Gov. Bev Perdue will not present a solution to the funding problems facing group homes for people with mental disabilities this week, as she said she would on Monday.
Group home providers, residents, and their families are waiting anxiously for Perdues announcement because about 2,000 people are in jeopardy of losing Medicaid payments that help pay for their lodging on Jan. 1.
I think we are still examining all of our options, said Perdue spokeswoman Christine Mackey. The office will announce its move next week, she said.
The legislature set up a nearly $40 million financial rescue fund for adult care homes whose residents are facing the same Medicaid cut, but group homes are not allowed to tap into it.

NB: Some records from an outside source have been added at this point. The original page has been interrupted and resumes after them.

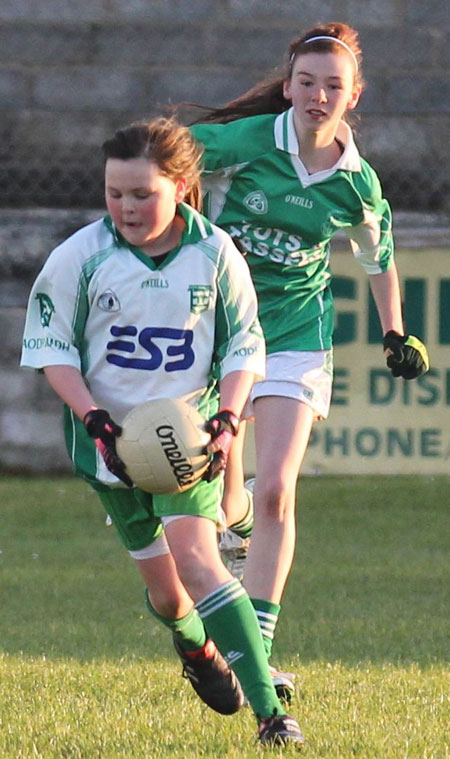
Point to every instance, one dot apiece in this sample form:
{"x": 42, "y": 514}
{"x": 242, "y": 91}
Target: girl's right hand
{"x": 104, "y": 431}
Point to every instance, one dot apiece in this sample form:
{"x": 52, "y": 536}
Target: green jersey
{"x": 259, "y": 191}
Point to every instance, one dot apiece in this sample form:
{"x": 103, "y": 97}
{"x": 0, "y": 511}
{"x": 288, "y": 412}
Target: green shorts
{"x": 137, "y": 514}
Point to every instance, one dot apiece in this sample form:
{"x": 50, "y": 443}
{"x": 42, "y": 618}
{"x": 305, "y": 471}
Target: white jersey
{"x": 137, "y": 330}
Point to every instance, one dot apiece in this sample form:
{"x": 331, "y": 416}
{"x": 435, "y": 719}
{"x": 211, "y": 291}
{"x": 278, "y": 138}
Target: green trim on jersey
{"x": 81, "y": 311}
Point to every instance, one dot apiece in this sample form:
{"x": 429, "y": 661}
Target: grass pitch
{"x": 85, "y": 673}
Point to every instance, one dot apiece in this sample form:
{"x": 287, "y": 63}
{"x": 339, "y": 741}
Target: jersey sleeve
{"x": 48, "y": 334}
{"x": 240, "y": 343}
{"x": 371, "y": 239}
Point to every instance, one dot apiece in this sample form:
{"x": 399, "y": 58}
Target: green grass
{"x": 86, "y": 674}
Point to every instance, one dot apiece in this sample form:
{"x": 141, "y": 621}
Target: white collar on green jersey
{"x": 286, "y": 139}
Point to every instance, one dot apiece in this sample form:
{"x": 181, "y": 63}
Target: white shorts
{"x": 306, "y": 376}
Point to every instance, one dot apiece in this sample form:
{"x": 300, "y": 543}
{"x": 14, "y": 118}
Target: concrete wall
{"x": 71, "y": 72}
{"x": 30, "y": 413}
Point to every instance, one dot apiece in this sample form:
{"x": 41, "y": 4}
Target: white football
{"x": 162, "y": 444}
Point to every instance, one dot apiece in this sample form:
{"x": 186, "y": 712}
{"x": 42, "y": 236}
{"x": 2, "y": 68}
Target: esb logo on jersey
{"x": 256, "y": 202}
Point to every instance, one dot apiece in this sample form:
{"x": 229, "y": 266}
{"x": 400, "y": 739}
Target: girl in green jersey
{"x": 282, "y": 175}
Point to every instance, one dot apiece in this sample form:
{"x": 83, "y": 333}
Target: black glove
{"x": 222, "y": 427}
{"x": 406, "y": 355}
{"x": 101, "y": 427}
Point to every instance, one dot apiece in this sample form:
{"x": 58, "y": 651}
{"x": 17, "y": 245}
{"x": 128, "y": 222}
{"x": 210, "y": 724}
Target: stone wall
{"x": 70, "y": 73}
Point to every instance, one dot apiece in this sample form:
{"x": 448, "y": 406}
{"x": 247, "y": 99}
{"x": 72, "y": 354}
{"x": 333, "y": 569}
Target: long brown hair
{"x": 267, "y": 95}
{"x": 167, "y": 143}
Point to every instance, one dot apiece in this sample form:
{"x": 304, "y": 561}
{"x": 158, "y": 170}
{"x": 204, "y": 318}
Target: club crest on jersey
{"x": 46, "y": 308}
{"x": 108, "y": 301}
{"x": 200, "y": 297}
{"x": 256, "y": 202}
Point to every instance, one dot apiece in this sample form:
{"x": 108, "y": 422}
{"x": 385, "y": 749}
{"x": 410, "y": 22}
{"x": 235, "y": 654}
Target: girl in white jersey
{"x": 113, "y": 321}
{"x": 282, "y": 176}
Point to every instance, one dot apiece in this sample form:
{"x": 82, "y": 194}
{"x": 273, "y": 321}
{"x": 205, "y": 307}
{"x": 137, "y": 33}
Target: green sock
{"x": 244, "y": 528}
{"x": 267, "y": 613}
{"x": 231, "y": 622}
{"x": 189, "y": 630}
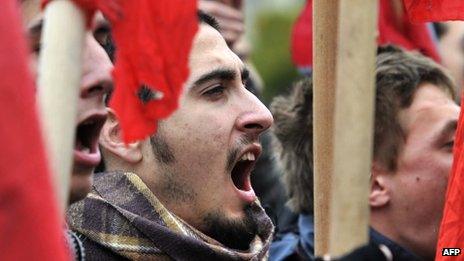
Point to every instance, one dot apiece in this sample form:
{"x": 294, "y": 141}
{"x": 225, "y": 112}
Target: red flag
{"x": 434, "y": 10}
{"x": 393, "y": 29}
{"x": 30, "y": 228}
{"x": 153, "y": 41}
{"x": 397, "y": 29}
{"x": 302, "y": 37}
{"x": 452, "y": 225}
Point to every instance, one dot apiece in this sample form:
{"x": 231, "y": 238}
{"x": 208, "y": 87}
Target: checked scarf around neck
{"x": 121, "y": 215}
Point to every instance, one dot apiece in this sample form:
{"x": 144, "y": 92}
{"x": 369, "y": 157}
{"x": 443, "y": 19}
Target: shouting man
{"x": 185, "y": 192}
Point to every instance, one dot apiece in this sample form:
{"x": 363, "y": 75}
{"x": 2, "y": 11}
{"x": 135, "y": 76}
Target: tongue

Robert Bullock, a group home resident from Cary, received an email from Perdues office Wednesday and was disappointed to see it was a Christmas card rather than news about a funding fix. He wants Perdue to call a special legislative session to give legislators a chance to change the law so group homes can receive some of the money set aside for adult care homes.
Im starting to get a little antsy, he said. When it gets to a place where you lay awake at night wondering whether youre going to have a roof over your head come Jan. 1, its getting to be a little problem.
Changes to Medicaid rules make it harder for people with mental disabilities living in group homes to qualify for Medicaid reimbursements for personal care services help bathing, eating, dressing and moving. Group homes use the Medicaid money to help cover residents expenses.